L’emersione delle ‘stabilocrazie’ ha quindi costituito l’altra faccia della mancanza di ‘politica’ da parte di Bruxelles nel gestire il processo di adesione dei Balcani occidentali all’Unione, una mossa che ha contribuito ad opacizzare l’appeal del progetto comunitario in quel paesi facendo percepire l’UE come un progetto a favore del mantenimento di un establishment cleptocratico e soffocante, senza che problemi di importanza capitale, come l’emigrazione giovanile di massa, venissero affrontati. È stato quindi facile per vari pesi massimi globali reinserirsi nel gioco balcanico, approfittando del vuoto di politica che l’Unione fatica a riempire: gli ultimi anni hanno visto un susseguirsi di lobbying politica ed economica da parte di attori che possono contare su varie leve, come il panslavismo ortodosso usato dalla Russia verso Serbia, Montenegro,  Macedonia del Nord e (in parte) Bosnia come contrappeso alle sirene della NATO, o il richiamo alla tradizione ottomana e all’Islam sfruttato dalla Turchia verso Albania, Kosovo e (anche stavolta, in parte) Bosnia. Oggi anche la Cina è ormai partner di primo piano per i paesi dell’area, pienamente inseriti nella Belt and Road Initiative e potenziali future vittime delle debt traps che Pechino semina all’interno degli imponenti progetti infrastrutturali che promuove, finanzia e realizza in tutto il mondo. Da ultimi, anche gli Stati Uniti sono tornati prepotentemente sulla scena, proprio a fronte dello stallo nel cammino europeo della regione, con l’amministrazione Trump che ha nominato nel giro di pochi mesi due rappresentanti speciali – uno per i Balcani occidentali, l’altro per i negoziati tra Serbia e Kosovo – instradando così due concetti rischiosi per la zona e antitetici ai messaggi di Bruxelles: che l’integrazione nella NATO ha più importanza di quella nella UE (idea che Washington cerca di far passare specie in Bosnia) e che lo scambio di territori possa costituire una modalità di risoluzione della controversia tra Belgrado e Pristina.

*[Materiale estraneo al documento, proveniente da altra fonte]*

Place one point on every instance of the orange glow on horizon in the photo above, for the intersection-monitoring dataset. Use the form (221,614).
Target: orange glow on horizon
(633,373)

In questo contesto, le sfide per l’Unione Europea sono immense: si tratta di recuperare il terreno perduto in questi anni e, allo stesso tempo, trovare ricette che rimettano in moto – a Bruxelles, tra gli Stati membri ma soprattutto nelle capitali balcaniche – il processo di allargamento. La soluzione passa per la politica, con il coinvolgimento di tutti gli attori comunitari, e iniziative coraggiose che non guardino solo all’establishment e necessariamente al mantenimento delle stabilocrazie. Così, la creazione di rapporti forti e strutturati, sempre nel rispetto dei ruoli, con le forze di opposizione e la società civile (sfruttando ad esempio le potenzialità del Parlamento Europeo), può smuovere le acque dei pantani dei palazzi del potere a Belgrado, Podgorica, Tirana e Sarajevo, tenendo a mente un esempio di successo come quello della Macedonia del Nord, che ha dimostrato come scelte coraggiose possano far recuperare decenni di immobilismo. Durante la sua audizione alla Commissione Affari Esteri del Parlamento Europeo, Josep Borrell ha dichiarato di voler effettuare la sua prima visita come nuovo Alto Rappresentante per la Politica Estera e di Sicurezza in Kosovo: un segnale importante – soprattutto se lanciato da un ex ministro degli esteri di un paese che non riconosce ancora l’ex provincia serba – che si spera possa aprire a un re-engagement politico dell’Unione Europea nei Balcani occidentali.

Dario D’Urso è consigliere politico del Rappresentante Speciale UE in Bosnia-Hrzegovina. Le opinioni espresse in questo articolo sono personali.